Does the form fit my style and tendencies? If I enjoy working alone, perhaps I’d discard ideas that require large teams to execute.
Do I have the optimal skills for required? I probably wouldn’t choose to be an astronaut if I didn’t have 20/20 vision.
What are the tastes of my generation? This was my point about film vs novels.
Is the timing right, technologically and culturally? The timing to work on biotech research was probably not optimal 15 years ago, but maybe it is today.
And so on.
PETE: And what if all of the things that interest and excite you are beyond your capabilities?
ME: The story of Icarus is our modern tragedy.
PETE: Ha, OK. To be a little more optimistic, suppose you put all this effort into figuring out the right form for you, and you go exploring for ideas amenable to that form, but then you find a brilliant idea that calls for a different form?
ME: I was running in circles debating this exact question a few months ago, because I finally had an idea for a film I wanted to make, but I thought it might be too late.

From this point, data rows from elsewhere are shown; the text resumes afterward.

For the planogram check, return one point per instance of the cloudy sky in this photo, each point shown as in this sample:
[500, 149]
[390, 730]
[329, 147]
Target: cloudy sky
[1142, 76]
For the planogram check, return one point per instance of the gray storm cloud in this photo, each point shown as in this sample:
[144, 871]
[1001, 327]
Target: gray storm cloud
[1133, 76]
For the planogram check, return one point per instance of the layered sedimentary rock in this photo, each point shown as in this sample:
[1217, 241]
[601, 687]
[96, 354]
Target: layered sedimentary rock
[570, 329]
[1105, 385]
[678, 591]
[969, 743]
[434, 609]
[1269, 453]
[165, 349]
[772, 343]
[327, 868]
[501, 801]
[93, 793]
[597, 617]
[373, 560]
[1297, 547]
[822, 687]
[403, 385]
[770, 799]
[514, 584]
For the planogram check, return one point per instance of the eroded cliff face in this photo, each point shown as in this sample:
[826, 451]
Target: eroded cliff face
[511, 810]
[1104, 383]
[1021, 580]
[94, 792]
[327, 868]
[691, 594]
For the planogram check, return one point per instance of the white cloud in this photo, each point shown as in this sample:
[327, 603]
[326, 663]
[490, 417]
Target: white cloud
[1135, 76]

Do young people even watch films anymore? Shouldn’t art be web and mobile native, more participatory and interactive?
I was at an impasse. Then, I happened to watch La Notte. Antonioni addresses the same dilemma:
Giovanni: I don’t consider myself that important. There are other solutions. A writer of today constantly wonders if writing isn’t some sort of irrepressible but outdated instinct. This lonely craft of painstakingly joining one word to another that absolutely can’t be mechanized.
Mr. Gherardini: Are you sure of that?
Giovanni: No. But you industrialists have the advantage of constructing your “stories” using real people, real houses, real cities. The rhythm of life today is in your hands. Perhaps even the future.
Mr. Gherardini: Are you one of the many worrying about the future? I’m building my own future, though the present keeps me plenty busy. Besides, the future will probably never come. Who knows what the future holds? Perhaps our privileges will be swept away. That would actually be a good thing. When I was young - long ago, now, sadly - I imagined a world like this, and I set to work creating such a future. Bah!
On the one hand, the characters in the film agree that writing is “outdated,” but by expressing this opinion via narrative in a film, Antonini also takes the other side as an artist. Antonini plays it both ways.
PETE: Film is dead. Long live film.
Perhaps we’ll find a similar answer to the question about human dignity in light of technological unemployment.